I received a MSc in Applied Mathematics from Técnico Lisboa. I’ve worked for almost 2 years in machine learning applied to Natural Language Processing, in my MSc thesis and at Priberam. In 2016 I moved to Vienna to work in cyber security, an area by which I’ve always been fascinated. After working as a project assistant for the Communications Networks group at the Technical University of Vienna, Austria, I decided to move to the industry.
Outside of work I’m passionate about music, and in particular metal (check out some of my work), and also video-games.
MSc in Applied Mathematics, 2015
BSc in Applied Mathematics and Computation, 2013
I was part of the BigDAMA project, a fundamental research project focused on big data analytics for network traffic monitoring and analysis.
My research topics are mostly related to how to represent network traffic for detecting attacks at the network level (i.e., which features to use). Experimented with both classical features (what have people been using and why?), and feature learning approaches using Deep Learning techniques, and in particular representing traffic in 2-dimensional spaces.
I was part of the SUMMA project, a huge H2020 project.
I specifically tackled the problem of named entity recognition in which, given a text with some entity mentions (e.g., David and Victoria), the goal is to find the corresponding entities in Wikipedia (e.g., David Beckham and Victoria Beckham). We used both classical methods (such as SVM) and modern Deep Learning approaches.

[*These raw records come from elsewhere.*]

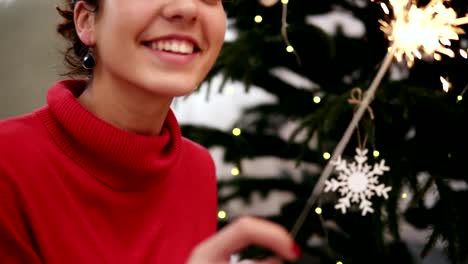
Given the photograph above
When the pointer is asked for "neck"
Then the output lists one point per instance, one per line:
(125, 106)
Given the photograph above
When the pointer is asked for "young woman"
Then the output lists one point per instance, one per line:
(101, 174)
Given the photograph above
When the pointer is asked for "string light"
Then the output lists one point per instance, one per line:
(236, 132)
(446, 85)
(235, 172)
(317, 99)
(222, 214)
(463, 53)
(230, 90)
(318, 210)
(258, 19)
(376, 153)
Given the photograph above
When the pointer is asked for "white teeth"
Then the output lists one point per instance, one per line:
(176, 46)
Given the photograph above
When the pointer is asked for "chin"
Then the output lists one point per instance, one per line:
(172, 89)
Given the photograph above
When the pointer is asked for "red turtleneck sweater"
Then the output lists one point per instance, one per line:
(74, 189)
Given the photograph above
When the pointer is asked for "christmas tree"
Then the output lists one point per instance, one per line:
(415, 124)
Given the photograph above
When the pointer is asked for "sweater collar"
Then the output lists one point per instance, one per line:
(119, 159)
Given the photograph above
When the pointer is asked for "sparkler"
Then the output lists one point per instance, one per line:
(414, 33)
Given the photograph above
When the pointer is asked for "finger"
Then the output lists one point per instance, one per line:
(248, 231)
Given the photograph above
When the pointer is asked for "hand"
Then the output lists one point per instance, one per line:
(244, 232)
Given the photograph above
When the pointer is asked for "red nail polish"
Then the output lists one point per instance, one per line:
(297, 250)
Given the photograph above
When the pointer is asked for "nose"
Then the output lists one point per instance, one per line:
(181, 10)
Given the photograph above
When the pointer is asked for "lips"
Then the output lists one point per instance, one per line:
(174, 44)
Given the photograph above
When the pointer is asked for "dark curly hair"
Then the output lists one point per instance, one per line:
(76, 49)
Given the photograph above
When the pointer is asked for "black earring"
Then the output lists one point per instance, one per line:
(88, 60)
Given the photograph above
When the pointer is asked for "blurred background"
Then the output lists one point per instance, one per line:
(271, 111)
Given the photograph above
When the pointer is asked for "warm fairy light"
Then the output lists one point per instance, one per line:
(463, 53)
(446, 85)
(235, 172)
(258, 19)
(222, 214)
(385, 8)
(415, 32)
(236, 132)
(376, 153)
(317, 99)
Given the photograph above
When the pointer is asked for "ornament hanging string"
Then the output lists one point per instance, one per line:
(284, 30)
(356, 100)
(369, 95)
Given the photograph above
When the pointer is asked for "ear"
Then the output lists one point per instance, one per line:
(84, 17)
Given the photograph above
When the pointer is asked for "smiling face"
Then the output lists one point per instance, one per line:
(163, 46)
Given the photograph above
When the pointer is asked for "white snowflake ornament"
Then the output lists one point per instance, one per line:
(357, 182)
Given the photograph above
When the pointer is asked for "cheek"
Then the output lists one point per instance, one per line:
(217, 30)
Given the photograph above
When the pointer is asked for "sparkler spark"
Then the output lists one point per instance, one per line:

DeepArchitect is a framework for automatically searching over computational graphs in arbitrary domains, designed with a focus on modularity, ease of use, reusability, and extensibility.

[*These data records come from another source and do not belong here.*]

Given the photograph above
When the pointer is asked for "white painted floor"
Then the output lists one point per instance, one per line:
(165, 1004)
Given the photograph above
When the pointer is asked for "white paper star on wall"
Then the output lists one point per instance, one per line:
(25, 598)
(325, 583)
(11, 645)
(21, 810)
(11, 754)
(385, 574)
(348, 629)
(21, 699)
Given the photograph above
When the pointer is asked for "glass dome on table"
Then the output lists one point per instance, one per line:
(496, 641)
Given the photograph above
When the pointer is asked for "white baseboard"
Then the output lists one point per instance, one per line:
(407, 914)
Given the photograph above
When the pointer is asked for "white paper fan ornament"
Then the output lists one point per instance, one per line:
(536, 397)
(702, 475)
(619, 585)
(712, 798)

City-GAN uses Conditional Generative Adversarial Neural Networks to generate pictures of fake buildings, with the architectural characteristics of a specific city.

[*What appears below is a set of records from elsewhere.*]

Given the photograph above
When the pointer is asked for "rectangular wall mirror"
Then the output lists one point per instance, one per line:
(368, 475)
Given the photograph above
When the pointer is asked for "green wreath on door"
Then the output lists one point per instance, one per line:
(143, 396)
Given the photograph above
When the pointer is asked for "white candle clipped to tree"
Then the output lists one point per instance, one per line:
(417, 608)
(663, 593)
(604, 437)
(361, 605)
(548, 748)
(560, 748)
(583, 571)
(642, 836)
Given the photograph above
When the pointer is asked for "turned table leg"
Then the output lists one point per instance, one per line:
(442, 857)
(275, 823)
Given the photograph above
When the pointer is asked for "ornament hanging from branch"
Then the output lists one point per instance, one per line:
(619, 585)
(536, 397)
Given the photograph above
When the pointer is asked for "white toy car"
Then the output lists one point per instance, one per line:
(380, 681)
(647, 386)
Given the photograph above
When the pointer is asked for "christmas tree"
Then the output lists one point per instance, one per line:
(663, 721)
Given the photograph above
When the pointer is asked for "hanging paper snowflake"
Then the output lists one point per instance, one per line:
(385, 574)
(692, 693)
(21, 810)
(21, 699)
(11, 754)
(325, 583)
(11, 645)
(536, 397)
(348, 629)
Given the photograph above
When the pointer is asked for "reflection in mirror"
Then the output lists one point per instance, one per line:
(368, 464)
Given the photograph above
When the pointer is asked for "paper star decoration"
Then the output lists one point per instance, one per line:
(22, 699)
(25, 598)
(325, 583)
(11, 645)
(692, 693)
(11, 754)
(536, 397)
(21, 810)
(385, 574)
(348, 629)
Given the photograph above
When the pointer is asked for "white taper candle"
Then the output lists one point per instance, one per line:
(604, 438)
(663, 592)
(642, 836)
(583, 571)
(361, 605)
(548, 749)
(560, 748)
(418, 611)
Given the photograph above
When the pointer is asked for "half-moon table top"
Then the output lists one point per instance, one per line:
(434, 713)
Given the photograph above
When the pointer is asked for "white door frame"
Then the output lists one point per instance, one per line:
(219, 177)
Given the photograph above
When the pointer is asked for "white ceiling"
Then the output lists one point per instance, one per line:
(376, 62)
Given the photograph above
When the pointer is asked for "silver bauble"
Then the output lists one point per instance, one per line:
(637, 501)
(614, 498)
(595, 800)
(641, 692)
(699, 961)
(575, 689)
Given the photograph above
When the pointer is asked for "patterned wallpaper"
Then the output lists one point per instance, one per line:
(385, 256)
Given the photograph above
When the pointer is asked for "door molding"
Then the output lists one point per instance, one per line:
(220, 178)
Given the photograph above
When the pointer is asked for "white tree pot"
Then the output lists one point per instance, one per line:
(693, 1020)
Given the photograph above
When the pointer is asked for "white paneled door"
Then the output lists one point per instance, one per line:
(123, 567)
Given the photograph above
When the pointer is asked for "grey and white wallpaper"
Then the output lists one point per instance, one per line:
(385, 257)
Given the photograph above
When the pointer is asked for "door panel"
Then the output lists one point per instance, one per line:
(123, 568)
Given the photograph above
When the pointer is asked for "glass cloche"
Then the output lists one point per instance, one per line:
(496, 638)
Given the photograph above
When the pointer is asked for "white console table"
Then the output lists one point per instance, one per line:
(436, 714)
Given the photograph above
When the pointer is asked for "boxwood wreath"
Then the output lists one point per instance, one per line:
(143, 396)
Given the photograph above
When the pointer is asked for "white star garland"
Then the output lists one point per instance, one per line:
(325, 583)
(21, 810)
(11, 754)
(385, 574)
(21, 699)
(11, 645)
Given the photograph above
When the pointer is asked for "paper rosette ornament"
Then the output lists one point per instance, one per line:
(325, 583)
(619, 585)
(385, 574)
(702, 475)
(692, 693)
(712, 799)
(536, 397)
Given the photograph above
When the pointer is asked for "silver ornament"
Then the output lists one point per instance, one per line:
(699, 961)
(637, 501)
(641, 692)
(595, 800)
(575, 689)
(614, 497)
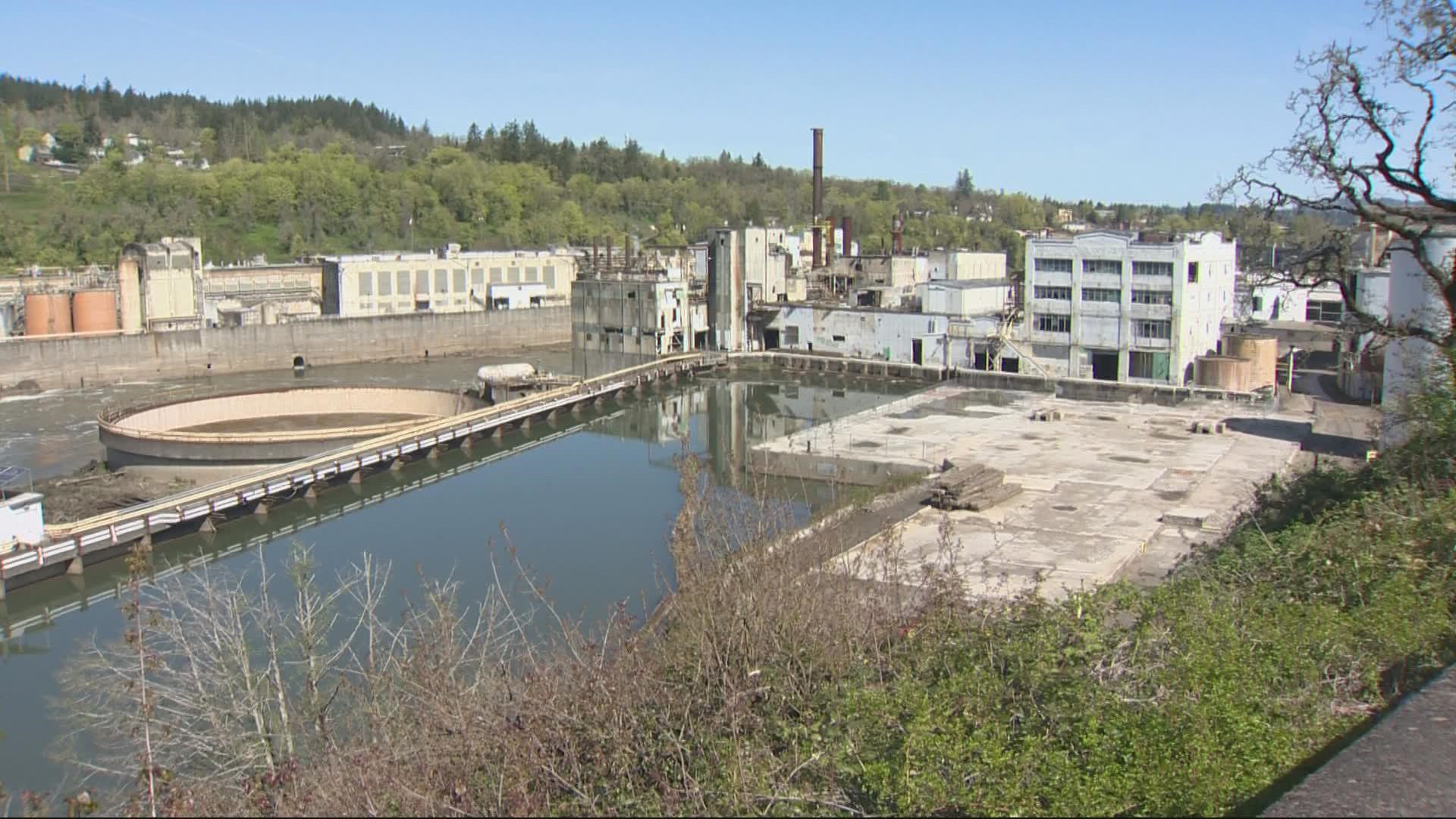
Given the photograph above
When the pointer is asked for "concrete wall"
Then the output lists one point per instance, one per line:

The Traffic Flow Mapper is a prototype tool for visualizing network traffic in 2D.
MDCGenPy is a synthetic dataset generator made specifically for testing clustering algorithms. It allows for incredible flexibility in generating data with specific shapes with a low effort.
The NTARC database is a collective effort of labeling and categorizing research made in the network traffic analysis field.
Multilingual embeddings can be used for any Natural Language Processing task which applies to multiple languages.